Although President Trump has hailed his recent trade announcements with China and the United Kingdom as victories, the United States continues to face a deeply uncertain economic picture—and persistently high tariff rates. The President’s recent announcement on China lowered the official tariff rate from its previously unsustainable level of 145% on Chinese imports to approximately 30% for 90 days. This 90-day pause still represents “a massive adjustment” compared to pre-Trump levels (see graph below). Similarly, the President’s announced deal with the U.K., which includes preferential tariffs for the first 100,000 auto imports to the US (10% instead of 25%), eliminates US tariffs on UK steel and aluminum, and punts negotiations for all other items, leaves tariffs on goods imported into the United States higher than they were before the trade fight began. We haven’t even seen deals with the rest of the world. Without a more significant shift in direction, our economy will continue to experience self-inflicted damage by one man: The President of the United States.
This moment of deescalation is a relief, since the consequences of Trump’s tariff policies—collapsing imports, manufacturer confidence plummeting, small businesses shuttering, etc.—were quite severe over the last month. Treasury Secretary Bessent himself admitted the previous escalation with China had reached the “equivalent of an embargo.” But replacing an embargo with broad-based tariffs that are merely severe is not enough to undo the damage caused by the President’s approach to international trade—especially when consumers and businesses have come to expect that the President could reverse course and push tariff rates back up at the drop of a hat. Recession odds are still higher and growth projections still lower than when Trump took office, and businesses—particularly small businesses—continue to face significant challenges. Moreover, fundamental questions remain about what happens after the 90-day truce with China expires, as there is nothing preventing either government from reimposing their triple-digit tariff rates if negotiations fail to produce a more permanent solution.
The Yale Budget Lab recently updated their projections of the Trump tariffs’ impact to include the US-UK and US-China announcements, as well as the Administration’s recent announcement of a temporary auto rebate program that allows manufacturers to offset tariffs on imported parts used in US-assembled vehicles. Even after these announcements, the average effective tariff rate on imports is the highest it has been since 1937. The drastic increase is largely driven by the broad, across-the-board tariffs on countries other than China (see graph below).

According to the same Yale Budget Lab estimates, the newest effective tariffs are projected to cost the average U.S. household $2,800 annually. Households in the second-lowest income decile will experience a substantial 2.9 percentage point reduction in disposable income, while those in the highest income decile will face a 1.2 percentage point decrease. Federal Reserve Governor Adriana Kugler summarized the effects best in a speech she gave earlier this week: “Trade policies are evolving and are likely to continue shifting, even as recently as this morning… Still, they appear likely to generate significant economic effects even if tariffs stay close to the currently announced levels, and the uncertainty associated with these tariffs has already generated effects on the economy through front-loading, sentiment, and expectations.”

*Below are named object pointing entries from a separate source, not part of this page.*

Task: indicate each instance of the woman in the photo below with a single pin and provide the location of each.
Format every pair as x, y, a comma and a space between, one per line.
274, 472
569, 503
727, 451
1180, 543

Fed Governor Kugler also highlighted a survey of Texas business executives from the Dallas Fed that found 55% of respondents expect to pass through the costs of higher tariffs to their customers—and 64% of those expecting to pass on costs expect to do so within the first three months after tariffs take effect. This means that prices will likely rise between now and August.

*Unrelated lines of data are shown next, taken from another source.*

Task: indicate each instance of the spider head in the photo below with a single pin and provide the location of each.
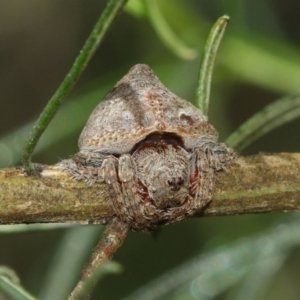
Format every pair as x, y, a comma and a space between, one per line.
164, 170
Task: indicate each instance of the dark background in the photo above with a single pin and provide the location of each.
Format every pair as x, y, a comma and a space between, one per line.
39, 41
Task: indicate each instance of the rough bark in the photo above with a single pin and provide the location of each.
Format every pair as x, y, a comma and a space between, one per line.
254, 184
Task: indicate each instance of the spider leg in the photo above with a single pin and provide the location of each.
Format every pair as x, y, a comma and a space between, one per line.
131, 197
202, 174
85, 166
110, 174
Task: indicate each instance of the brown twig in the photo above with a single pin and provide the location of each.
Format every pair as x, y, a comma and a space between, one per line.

Other data points underscore the unnecessary pain that Trump’s red light-green light tariffs are inflicting across the economy.
Small Businesses are getting hit with costs they cannot sustain: Today's NFIB Small Business Optimism Survey demonstrates a continuing deterioration in small business confidence. Only 18% of small firms reported that they have planned capital expenditures in the next 3 to 6 months—the lowest share since April 2020, the start of the COVID-19 pandemic—suggesting that tariff uncertainty is severely hampering future business investment plans among smaller firms.

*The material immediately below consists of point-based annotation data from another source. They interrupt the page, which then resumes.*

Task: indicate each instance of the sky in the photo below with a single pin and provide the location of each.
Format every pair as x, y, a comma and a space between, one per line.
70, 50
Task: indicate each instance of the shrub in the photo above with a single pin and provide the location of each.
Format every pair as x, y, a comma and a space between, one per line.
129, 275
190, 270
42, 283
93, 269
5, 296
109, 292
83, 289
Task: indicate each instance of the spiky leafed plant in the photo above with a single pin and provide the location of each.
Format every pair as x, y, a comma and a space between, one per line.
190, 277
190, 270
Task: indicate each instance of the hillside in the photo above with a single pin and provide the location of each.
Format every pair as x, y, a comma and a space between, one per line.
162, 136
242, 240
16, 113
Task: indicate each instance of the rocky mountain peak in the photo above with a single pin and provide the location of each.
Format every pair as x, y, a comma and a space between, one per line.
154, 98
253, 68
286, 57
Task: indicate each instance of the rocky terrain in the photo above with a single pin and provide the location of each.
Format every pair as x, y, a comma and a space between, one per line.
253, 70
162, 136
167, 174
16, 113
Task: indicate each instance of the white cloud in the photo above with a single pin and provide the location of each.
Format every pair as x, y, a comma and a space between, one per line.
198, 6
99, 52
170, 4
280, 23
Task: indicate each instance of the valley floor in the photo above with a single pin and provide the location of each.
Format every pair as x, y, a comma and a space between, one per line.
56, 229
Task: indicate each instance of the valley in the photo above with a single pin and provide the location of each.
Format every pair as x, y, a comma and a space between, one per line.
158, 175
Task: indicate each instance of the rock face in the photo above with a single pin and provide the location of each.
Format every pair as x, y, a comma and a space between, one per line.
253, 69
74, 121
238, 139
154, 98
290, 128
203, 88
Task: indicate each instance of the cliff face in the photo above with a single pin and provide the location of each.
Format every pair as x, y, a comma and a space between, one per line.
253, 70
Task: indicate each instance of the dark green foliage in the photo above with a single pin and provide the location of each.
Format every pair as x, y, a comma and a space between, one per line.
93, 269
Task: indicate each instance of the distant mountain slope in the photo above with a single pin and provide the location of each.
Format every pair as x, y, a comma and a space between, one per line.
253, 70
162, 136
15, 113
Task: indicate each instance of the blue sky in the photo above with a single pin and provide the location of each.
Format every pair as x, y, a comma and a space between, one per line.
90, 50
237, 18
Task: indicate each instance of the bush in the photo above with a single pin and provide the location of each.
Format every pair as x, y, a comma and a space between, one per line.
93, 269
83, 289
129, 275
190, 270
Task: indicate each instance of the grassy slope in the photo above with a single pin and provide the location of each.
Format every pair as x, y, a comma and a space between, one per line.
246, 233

Retailers and localities are worried about supply chain disruptions: Data from container-tracking company Vizion shows container shipments plummeting at major U.S. ports, like the Port of Portland, which experienced a 50% drop in exports – reaching levels, as the Portland Mayor noted, not seen since 2020. The executive director of the Port of LA warned that American retailers will soon run out of shelf inventory. In addition to raising prices, supply chain disruptions threaten reliable work schedules for thousands of dockworkers and truckers.
Manufacturers are pulling back, from hiring to production: Manufacturing payrolls declined by 1,000 in March and average weekly hours in the sector fell by 0.2. The Institute for Supply Management’s monthly manufacturing index compounds these concerns, showing contraction across new orders, production, and employment—indicating a broader slowdown in the sector.
President Trump and his Administration will continue to applaud themselves about the supposed deals they are making. But at the end of the day, the President’s policies are causing tremendous pain and uncertainty for consumers, businesses, and workers. Congress – specifically Republicans in Congress – can step up now and end Trump’s trade wars. The American people are watching.